It took three young lives and continuous street demonstrations before a directive from the Prime Minister emanated cancelling the route permit of the Jebel-e-Noor bus company. The majority of demonstrators would not have known the deceased who had passed away and the protests was more of a public outpouring of incenses at driving recklessness. There are quite a few of these companies whose drivers break every law in the book from smoking to dangerous driving that private car drivers can name but who escape the gimlet eye of the police.
That what the students are doing can't be supported and is illegal but when fury takes control common sense retires to the shadows. And it is the piqued public that is actually supporting what is happening. This stems from the continuous abandon with which bus and truck drivers get away with accidents. The average annual 21,000 plus deaths in accidents are never fully probed because next of kin aren't in the mood to file cases or because witnesses would rather not take the trouble to repeatedly make their way to court paying from their pockets. The situation is worse on the highways that run through more remote areas. Ramshackle vehicles that are probably never properly cleaned or maintained develop various mechanical failures and yet get approval from the Bangladesh Road Transport Authority.

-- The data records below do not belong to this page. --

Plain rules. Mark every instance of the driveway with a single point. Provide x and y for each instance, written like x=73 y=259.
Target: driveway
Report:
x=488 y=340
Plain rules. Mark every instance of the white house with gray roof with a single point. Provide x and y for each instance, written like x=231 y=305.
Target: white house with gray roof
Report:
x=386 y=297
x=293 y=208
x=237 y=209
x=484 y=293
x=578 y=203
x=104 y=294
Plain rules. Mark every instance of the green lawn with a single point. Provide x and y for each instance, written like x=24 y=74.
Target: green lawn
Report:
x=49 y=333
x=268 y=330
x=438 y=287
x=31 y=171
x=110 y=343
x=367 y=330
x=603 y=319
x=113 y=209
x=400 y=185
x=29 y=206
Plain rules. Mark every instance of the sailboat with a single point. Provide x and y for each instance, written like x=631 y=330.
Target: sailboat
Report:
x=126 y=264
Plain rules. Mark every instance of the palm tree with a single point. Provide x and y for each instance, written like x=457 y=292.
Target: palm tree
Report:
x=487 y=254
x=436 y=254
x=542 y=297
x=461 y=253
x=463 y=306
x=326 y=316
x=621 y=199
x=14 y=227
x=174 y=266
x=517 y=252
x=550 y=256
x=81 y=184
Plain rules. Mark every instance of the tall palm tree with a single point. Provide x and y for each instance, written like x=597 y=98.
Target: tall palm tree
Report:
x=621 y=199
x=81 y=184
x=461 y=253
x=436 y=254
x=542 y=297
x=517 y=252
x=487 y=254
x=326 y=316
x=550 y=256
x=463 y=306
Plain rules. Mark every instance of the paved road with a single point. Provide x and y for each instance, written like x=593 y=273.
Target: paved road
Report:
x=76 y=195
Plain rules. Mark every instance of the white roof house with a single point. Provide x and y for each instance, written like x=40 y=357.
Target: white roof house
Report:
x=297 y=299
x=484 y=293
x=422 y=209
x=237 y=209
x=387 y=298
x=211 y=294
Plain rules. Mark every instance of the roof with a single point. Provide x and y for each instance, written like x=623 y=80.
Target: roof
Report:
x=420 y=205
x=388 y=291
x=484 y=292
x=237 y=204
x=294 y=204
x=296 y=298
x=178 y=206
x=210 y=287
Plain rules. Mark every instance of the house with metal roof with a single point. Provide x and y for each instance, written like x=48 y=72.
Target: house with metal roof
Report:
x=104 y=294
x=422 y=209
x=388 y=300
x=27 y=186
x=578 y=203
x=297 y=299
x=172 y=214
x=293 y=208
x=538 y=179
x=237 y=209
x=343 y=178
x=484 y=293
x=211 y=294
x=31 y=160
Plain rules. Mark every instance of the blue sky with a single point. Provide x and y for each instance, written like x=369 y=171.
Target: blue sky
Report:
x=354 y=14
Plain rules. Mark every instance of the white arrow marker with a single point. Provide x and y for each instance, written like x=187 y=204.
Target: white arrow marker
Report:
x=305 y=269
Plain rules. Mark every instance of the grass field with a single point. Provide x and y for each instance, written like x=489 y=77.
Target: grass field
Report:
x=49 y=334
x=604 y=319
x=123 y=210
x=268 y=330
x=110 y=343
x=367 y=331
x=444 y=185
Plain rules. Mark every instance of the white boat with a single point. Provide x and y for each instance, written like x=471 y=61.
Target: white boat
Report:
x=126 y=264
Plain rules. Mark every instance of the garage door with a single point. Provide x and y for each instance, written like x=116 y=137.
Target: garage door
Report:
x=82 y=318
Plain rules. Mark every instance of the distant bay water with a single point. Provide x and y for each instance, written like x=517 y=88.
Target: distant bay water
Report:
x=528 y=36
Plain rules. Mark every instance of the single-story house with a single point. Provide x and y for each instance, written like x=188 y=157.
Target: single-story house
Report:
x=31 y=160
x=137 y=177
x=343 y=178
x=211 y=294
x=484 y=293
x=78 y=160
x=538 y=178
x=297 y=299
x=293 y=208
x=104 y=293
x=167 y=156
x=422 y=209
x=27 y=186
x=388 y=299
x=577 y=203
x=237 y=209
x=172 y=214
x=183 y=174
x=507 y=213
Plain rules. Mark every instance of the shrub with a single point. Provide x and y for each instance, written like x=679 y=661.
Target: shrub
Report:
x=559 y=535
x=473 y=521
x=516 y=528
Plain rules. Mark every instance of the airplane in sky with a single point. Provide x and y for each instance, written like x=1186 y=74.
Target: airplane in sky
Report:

A special unit is required for strict inspection with tolerable limits for deviation from standards and the fitness certificate must be visibly displayed inside buses for passengers to see. Overloading of passengers have to be limited even if it means refusing entry. Public transport drivers must face mandatory annual tests before they are issued licences after undergoing training at Bangladesh Road Transport's properly equipped test centre. Anyone found driving without a licence (most of the laguna drivers do this) has to be taken to book and the owner, rather the driver fined. Hence route permits containing information and contacts of the owner is to be appropriately displayed.
Side by side 'jaywalking' must be contained either through shaming or through spot fines. This is where students under supervision of the police can be recruited. Roving policemen can weave through traffic and issue tickets to those who have inexplicably broken lane and overtaking discipline. Mobile police must make examples of errant motorcycles that not only violate lane discipline but have no compunction in running their vehicles on pavements. Long haul truck permits must route them through the bypasses rather than enter the city and school and college buses must be given priority during certain hour and odd and even number car curfews imposes.
Action against lawlessness should be prompt and appropriate and the respective ministers should be chastised in moving so slowly that the Prime Minister has to get involved.